I told Sean earlier that I think today pretty much sums up our lives. Marriage and parenting are things that are beautiful and enriching when you zoom out and take a long view, but will naturally have bumps and turbulence along the way. Just like life. And in many ways, today was a picture of that.
We had been planning for a while to go to a children’s museum in a city about an hour away, and so had decided that today would be the day it would make it happen. Still, we treasure our lazy Saturday mornings, so when Sean and I got up and he asked when I wanted to leave, I said “let’s have a leisurely morning and not rush.” We agreed that we would leave “late morning.” Unfortunately “leisurely” meant something different to me than it did to Sean, and we ended up at odds 0ver it halfway through the morning. He was all “you said leisurely” and I was all “if this is what you mean by leisurely we won’t get out of the door while it’s still morning.”
But one thing I’ve learned over my half decade of marriage is that if I get upset over every little thing or every little plan disruption, it simply raises my blood pressure and does no one any good. So rather than getting mad and freezing Sean out, as I might have early in our marriage, we talked about our miscommunication and re-synced our expectations.
Half an hour after the morning ended, we were finally on our way to the children’s museum. The children both fell asleep, and Sean and I passed the time in our usual way: I read aloud while he drove. This time, I read from Jerry Falwell’s 1980 Wake Up, America! (Yes, this is the usual way we pass our time on car trips.) After making some wrong turns (but not as many as we sometimes make!), we found a spot outside the museum. (That scene in The Incredibles where Bob and Helen are landing the van and trying to find their way downtown through busy traffic? That scene is a perfect example of how Sean and I usually handle directions.) The children woke up right after we parked—in other words, the timing was perfect.
At the museum, Sean and I traded off—sometimes he had Bobby while I followed Sally, and sometimes the reverse. I ended up watching Sally most of the time while Sean carried Bobby around on his shoulders. And actually, Sally is super fast and the children’s museum was quite crowded, so I spent almost as much time trying to figure out where she’d gone now as I did right with her. There was one exhibit that was a hall of mirrors, but there were floor-level passages throughout, and I had a stroller with me so I couldn’t have gone through those if I had wanted to, and, well, that exhibit was the bane of my afternoon.
The thing about trying to raise independent and confident children is that they end up being, well, independent and confident.

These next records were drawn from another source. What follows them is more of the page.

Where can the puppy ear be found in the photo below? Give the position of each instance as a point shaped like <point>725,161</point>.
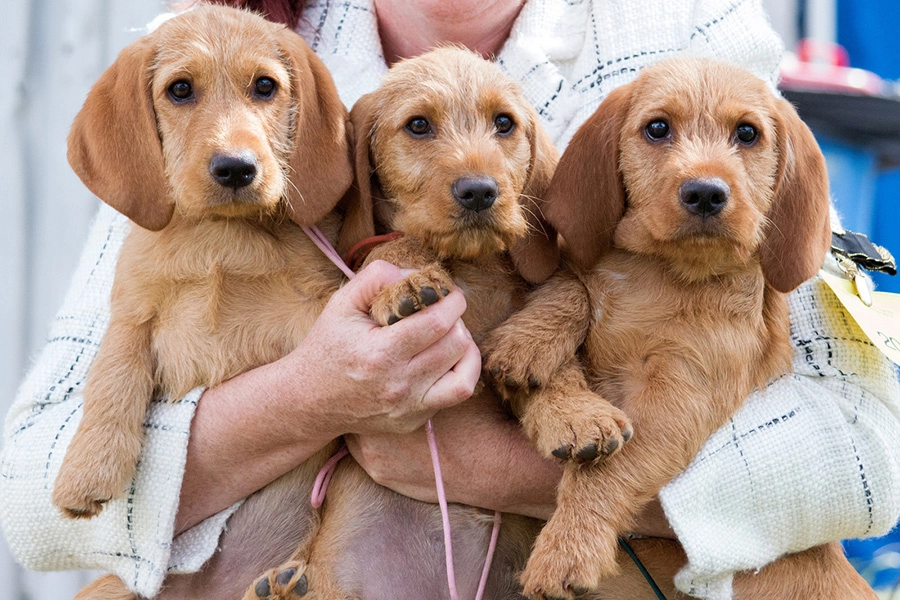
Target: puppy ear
<point>536,256</point>
<point>586,198</point>
<point>320,167</point>
<point>799,230</point>
<point>114,144</point>
<point>359,220</point>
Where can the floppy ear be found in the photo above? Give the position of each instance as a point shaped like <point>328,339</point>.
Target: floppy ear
<point>359,221</point>
<point>586,198</point>
<point>799,230</point>
<point>114,144</point>
<point>320,167</point>
<point>536,256</point>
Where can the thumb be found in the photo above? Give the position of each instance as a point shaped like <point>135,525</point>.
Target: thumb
<point>362,289</point>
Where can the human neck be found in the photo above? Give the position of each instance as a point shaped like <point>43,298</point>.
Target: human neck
<point>411,27</point>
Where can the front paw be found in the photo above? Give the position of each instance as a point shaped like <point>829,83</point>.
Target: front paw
<point>287,582</point>
<point>568,561</point>
<point>82,494</point>
<point>410,295</point>
<point>582,427</point>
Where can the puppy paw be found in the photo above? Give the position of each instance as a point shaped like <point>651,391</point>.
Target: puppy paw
<point>565,564</point>
<point>81,493</point>
<point>287,582</point>
<point>410,295</point>
<point>584,428</point>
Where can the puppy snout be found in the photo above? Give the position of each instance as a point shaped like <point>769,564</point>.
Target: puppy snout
<point>475,193</point>
<point>704,197</point>
<point>233,170</point>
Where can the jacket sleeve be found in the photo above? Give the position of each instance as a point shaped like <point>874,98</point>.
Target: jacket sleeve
<point>810,459</point>
<point>132,537</point>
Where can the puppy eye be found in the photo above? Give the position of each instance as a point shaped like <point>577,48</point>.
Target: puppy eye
<point>657,130</point>
<point>418,126</point>
<point>504,124</point>
<point>746,134</point>
<point>264,87</point>
<point>181,91</point>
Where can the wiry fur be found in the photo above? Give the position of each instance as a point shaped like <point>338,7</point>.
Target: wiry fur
<point>374,543</point>
<point>212,279</point>
<point>684,313</point>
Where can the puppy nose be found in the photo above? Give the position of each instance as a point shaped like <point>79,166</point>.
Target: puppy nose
<point>233,170</point>
<point>704,197</point>
<point>475,193</point>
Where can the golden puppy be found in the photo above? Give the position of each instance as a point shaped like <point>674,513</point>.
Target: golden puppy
<point>691,202</point>
<point>217,135</point>
<point>450,153</point>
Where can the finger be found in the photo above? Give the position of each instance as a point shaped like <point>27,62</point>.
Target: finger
<point>421,330</point>
<point>359,293</point>
<point>457,384</point>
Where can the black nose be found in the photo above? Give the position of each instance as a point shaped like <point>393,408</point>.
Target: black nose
<point>704,197</point>
<point>233,170</point>
<point>475,193</point>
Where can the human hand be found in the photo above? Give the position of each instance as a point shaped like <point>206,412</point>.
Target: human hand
<point>385,379</point>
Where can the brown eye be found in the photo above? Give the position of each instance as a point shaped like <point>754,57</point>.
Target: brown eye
<point>181,91</point>
<point>746,134</point>
<point>504,124</point>
<point>418,126</point>
<point>264,87</point>
<point>657,130</point>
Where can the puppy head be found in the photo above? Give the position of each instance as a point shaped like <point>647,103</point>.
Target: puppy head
<point>216,113</point>
<point>698,163</point>
<point>454,152</point>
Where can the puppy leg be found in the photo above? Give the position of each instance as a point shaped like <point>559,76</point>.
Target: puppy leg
<point>102,456</point>
<point>108,587</point>
<point>525,351</point>
<point>566,420</point>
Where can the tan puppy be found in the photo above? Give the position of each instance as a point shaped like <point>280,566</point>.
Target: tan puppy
<point>450,153</point>
<point>692,201</point>
<point>217,134</point>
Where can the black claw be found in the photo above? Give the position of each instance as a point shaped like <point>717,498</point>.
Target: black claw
<point>407,306</point>
<point>428,296</point>
<point>302,586</point>
<point>262,588</point>
<point>285,576</point>
<point>611,445</point>
<point>561,453</point>
<point>589,452</point>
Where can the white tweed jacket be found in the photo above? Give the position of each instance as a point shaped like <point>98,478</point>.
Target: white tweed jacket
<point>810,459</point>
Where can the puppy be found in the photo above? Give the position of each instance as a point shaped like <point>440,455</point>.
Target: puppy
<point>449,152</point>
<point>691,202</point>
<point>218,135</point>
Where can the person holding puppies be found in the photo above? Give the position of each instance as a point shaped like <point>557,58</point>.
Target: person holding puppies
<point>806,461</point>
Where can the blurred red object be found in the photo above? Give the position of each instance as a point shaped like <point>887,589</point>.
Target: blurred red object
<point>820,65</point>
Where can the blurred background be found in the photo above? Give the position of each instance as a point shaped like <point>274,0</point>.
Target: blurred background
<point>841,70</point>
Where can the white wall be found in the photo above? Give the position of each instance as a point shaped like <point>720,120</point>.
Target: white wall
<point>51,51</point>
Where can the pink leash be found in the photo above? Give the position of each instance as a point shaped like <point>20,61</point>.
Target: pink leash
<point>321,484</point>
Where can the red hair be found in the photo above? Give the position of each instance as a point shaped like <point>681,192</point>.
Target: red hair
<point>280,11</point>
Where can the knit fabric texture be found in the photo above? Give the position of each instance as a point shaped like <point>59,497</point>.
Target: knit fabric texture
<point>810,459</point>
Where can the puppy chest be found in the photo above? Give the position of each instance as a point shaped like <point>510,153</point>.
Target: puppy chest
<point>213,329</point>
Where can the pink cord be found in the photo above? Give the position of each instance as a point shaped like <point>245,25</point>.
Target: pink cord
<point>321,484</point>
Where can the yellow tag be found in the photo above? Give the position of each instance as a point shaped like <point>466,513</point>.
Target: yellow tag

And this meant that Sally had absolutely no worries about not having me nearby. I told her shortly after we arrived that if she got lost she should find another mom and explain her situation and that mom would help her*, but Sally never did this any of the numerous times I temporarily lost track of her because she never, well, felt lost.

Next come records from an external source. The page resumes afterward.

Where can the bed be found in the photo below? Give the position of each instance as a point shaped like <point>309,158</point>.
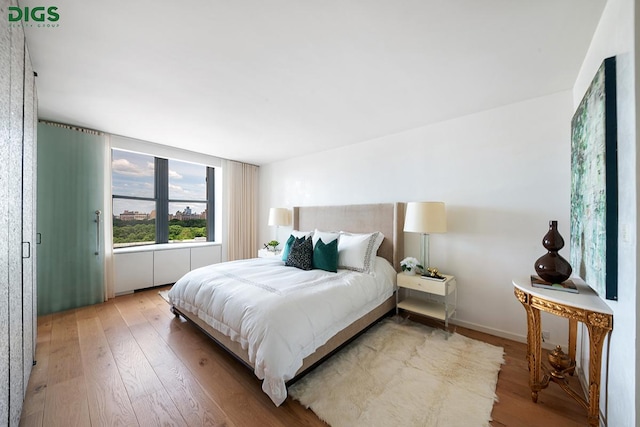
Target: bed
<point>282,321</point>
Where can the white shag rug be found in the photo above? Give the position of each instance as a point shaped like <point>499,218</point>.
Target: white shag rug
<point>400,373</point>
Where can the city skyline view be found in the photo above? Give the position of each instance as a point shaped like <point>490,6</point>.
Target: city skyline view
<point>133,176</point>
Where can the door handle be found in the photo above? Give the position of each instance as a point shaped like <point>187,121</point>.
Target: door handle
<point>28,250</point>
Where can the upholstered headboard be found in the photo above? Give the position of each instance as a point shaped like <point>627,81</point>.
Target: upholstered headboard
<point>388,218</point>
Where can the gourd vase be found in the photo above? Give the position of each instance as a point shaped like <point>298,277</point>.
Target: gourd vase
<point>552,267</point>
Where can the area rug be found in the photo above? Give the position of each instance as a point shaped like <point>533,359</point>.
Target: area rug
<point>400,373</point>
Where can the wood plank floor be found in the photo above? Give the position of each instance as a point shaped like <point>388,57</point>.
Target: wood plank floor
<point>130,362</point>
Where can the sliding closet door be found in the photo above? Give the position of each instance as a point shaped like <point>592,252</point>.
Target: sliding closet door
<point>29,307</point>
<point>16,338</point>
<point>5,115</point>
<point>70,201</point>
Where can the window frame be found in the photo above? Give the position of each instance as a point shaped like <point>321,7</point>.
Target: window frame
<point>162,201</point>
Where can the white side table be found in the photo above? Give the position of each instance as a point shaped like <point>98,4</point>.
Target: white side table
<point>442,308</point>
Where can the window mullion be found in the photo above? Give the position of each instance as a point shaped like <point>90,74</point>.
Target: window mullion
<point>211,204</point>
<point>162,200</point>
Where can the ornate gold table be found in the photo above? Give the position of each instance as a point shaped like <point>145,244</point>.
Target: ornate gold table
<point>585,307</point>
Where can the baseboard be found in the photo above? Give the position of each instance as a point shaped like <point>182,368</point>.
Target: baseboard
<point>548,345</point>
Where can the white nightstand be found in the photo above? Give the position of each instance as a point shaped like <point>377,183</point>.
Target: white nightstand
<point>441,296</point>
<point>265,253</point>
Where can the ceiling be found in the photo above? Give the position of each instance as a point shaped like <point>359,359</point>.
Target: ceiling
<point>260,81</point>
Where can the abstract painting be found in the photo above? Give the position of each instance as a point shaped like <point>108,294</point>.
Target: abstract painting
<point>594,185</point>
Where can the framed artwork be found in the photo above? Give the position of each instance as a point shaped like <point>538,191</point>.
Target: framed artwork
<point>594,185</point>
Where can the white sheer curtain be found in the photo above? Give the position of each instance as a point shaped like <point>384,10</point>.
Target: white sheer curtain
<point>241,182</point>
<point>109,288</point>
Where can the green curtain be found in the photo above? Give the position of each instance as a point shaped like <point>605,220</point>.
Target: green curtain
<point>70,191</point>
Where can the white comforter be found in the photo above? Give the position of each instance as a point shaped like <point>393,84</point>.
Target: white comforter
<point>280,314</point>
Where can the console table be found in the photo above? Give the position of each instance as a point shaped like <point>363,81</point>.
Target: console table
<point>585,307</point>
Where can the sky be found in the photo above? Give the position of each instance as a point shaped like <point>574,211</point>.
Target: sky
<point>133,175</point>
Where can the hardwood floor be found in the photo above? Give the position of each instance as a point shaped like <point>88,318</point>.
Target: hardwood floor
<point>131,362</point>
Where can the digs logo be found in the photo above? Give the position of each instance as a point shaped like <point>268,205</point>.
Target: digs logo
<point>37,14</point>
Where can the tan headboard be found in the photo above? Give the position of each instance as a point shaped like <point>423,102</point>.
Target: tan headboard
<point>387,218</point>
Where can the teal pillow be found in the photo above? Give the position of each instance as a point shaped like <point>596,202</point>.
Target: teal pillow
<point>287,247</point>
<point>325,256</point>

When we first arrived at the restaurant things didn’t go so very well. First Sally got struck in a high chair. Really. See, she saw Bobby’s high chair and then, even though she’s big enough for a normal chair, announced that she wanted one too. So we got her one. And then when we put her in she sat down before getting her legs through the holes and ended up wedged in the seat. It took several minutes to get her out, and she spent the entire time crying. Loudly. In the middle of the restaurant. Next, after we replaced Sally’s high chair with a normal chair, Sally insisted repeatedly that she wanted to sit in my seat instead of her own, and started crying. I was putting her off because I was holding Bobby, who had just woken and was crying, and didn’t want to get up and switch seats. At this point Sean suggested that we get up and leave.
It’s funny, when this sort of thing happens I have the ability to maintain a sort of distance from the situation. It’s almost like I can look at myself from a distance and laugh at the situation. Perhaps it’s a defense mechanism? In any case, I knew that Bobby would be fine once we could get him some rice, and it suddenly dawned on me that Sally might be asking to switch spots with me because her chair’s cushion had a tear in it, so I suggested we stick it out. Sure enough, once the rice arrived and Sean took Sally’s chair and gave her his, peace was restored. The rest of the meal was delightful. And yes, Bobby made the biggest rice mess you ever saw.
When we arrived home we went into the living room and Sean turned on Mulan. He’d gotten his hands on a copy a couple days before, because he found out I had never seen it, and he had been wanting to show it to Sally and I and also to relive his own childhood memories. I had never seen it because it included ancestor worship, and other such demonic influences. Anyway, Sally and I thoroughly enjoyed the movie and Bobby played happily around the room until it came time for him to be put to bed partway through. After the movie, Sally fell asleep on the couch and, well, she’s sleeping beside me now. I’m headed up to bed now myself.
But it strikes me, like I said, that this day is sort of a picture of my life. There are minor miscommunications and annoyances, but I’m learning to handle these things better than I might have in the past. And, when I step back and look at the whole day, just like when I step back and look at my life today as a graduate student, wife, and mother, what I see is beautiful and full of happy memories.
* For an explanation, see this comment thread.